A significant portion of participants found the VR experience positive and satisfying (Q10 - Q12), and the educational simulation experience (Q1 - Q15) even more so, showing VR to be an engaging training tool for paramedics. Several factors may contribute to this, including tailored VR scenarios to address identified knowledge and training gaps, inclusion of familiar tools and procedures from the workplace into the VR experience (such as triage tags, basic airway devices, tourniquets and posturing), and simplified interactions made possible within the VR (such as removing unrealistic and distracting drop-down menus or selection options). This approach allows the MCI scenario to drive the VR experience, rather than the VR driving the scenario, reducing training scars, enhancing realism and boosting effectiveness for paramedics.
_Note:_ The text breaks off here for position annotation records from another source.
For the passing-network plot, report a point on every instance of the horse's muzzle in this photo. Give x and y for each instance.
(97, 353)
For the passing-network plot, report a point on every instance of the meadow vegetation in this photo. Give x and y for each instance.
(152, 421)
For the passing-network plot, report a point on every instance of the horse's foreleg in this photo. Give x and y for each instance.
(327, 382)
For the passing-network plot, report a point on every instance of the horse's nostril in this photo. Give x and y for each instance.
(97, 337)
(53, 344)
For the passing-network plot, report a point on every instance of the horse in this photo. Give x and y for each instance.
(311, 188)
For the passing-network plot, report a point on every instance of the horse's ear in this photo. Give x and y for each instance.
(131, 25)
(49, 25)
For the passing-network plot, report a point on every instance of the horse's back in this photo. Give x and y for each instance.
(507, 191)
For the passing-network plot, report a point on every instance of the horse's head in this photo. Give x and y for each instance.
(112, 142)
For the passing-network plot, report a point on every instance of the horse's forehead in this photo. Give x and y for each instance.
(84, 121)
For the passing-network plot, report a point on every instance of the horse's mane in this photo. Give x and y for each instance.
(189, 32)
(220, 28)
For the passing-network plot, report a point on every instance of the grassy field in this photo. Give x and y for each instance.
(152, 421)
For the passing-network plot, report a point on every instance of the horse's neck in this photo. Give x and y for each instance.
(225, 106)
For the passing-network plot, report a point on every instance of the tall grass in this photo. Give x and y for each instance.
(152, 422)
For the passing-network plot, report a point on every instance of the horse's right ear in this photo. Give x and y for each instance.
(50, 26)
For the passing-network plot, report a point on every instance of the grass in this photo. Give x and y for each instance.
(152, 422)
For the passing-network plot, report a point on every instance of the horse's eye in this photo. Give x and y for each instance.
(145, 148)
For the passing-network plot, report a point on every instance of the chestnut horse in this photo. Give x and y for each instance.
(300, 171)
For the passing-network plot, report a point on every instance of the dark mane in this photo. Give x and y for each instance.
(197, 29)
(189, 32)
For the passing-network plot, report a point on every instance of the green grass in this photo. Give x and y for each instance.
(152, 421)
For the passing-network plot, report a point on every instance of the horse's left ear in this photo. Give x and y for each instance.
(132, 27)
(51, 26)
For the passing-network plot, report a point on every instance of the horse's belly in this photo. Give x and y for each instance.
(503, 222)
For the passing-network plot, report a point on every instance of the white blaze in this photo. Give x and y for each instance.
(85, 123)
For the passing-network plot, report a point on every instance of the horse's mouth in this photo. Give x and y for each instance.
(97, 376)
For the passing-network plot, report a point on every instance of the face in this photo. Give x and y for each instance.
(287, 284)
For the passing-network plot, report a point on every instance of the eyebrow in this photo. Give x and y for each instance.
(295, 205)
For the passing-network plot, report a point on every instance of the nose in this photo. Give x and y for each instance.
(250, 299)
Responses to Q16 - Q18 show a substantial positive shift in self-efficacy even after a single session with VR. Although this study did not measure outcomes within the VR-MCI (for example correct application of triage tags, recorded preventable deaths) these were presented to participants at the end of the session. Participants understood that actions and interactions within the VR-MCI, which were all different depending on each participant's actions, affected the outcome. Consequently, knowledge gained by participants of patient dispositions, effectiveness of scene reconnaissance and patient outcomes allowed them to reflect on their performance and identify areas of improvement. The ability of VR to deliver personalised feedback enhances learning by linking actions to consequences.

Limitations

This study has several limitations. Firstly, no objective data, such as heat (tracking) maps, time markers, triage accuracy, and preventable deaths, were matched to self-reported improvements by participants, nor were these related to individuals' performance in the VR-MCI. This means that increases in confidence could not be related to correct decision-making (or learnings gained from incorrect decisions), and may have been simply the result of false and/or self-perceived confidence. The study also did not investigate skill retention over time, which would require a longitudinal follow up program measuring the rate at which skills deteriorated. Future studies on the effectiveness of VR training programs should utilise the metrics generated by the VR tool and compare this to each participant's skill perception and ability post-VR intervention. Gaming literacy data could also be levered to assist participants in VR training.

CONCLUSIONS

The use of a VR platform to train participants in skills for MCIs, which are difficult to create in an educational institution, can have substantial benefits, requiring minimal training to be used correctly. Targeting VR training according to participant gaming experience would assist and accelerate the uptake of the tool, removing educational barriers around gaming literacy. VR is a simulation modality that can be repeated identically on multiple occasions but result in different outcomes for the (virtual) patients depending on the performance of the participant. It can also give detailed objective data at the completion of the scenario that assist the participant in clinical improvement. The identification of the theory-practice gap around MCIs and the perceived effectiveness of the VR tool addressing this gap has demonstrated that VR for MCIs is a worthy investment for paramedic training.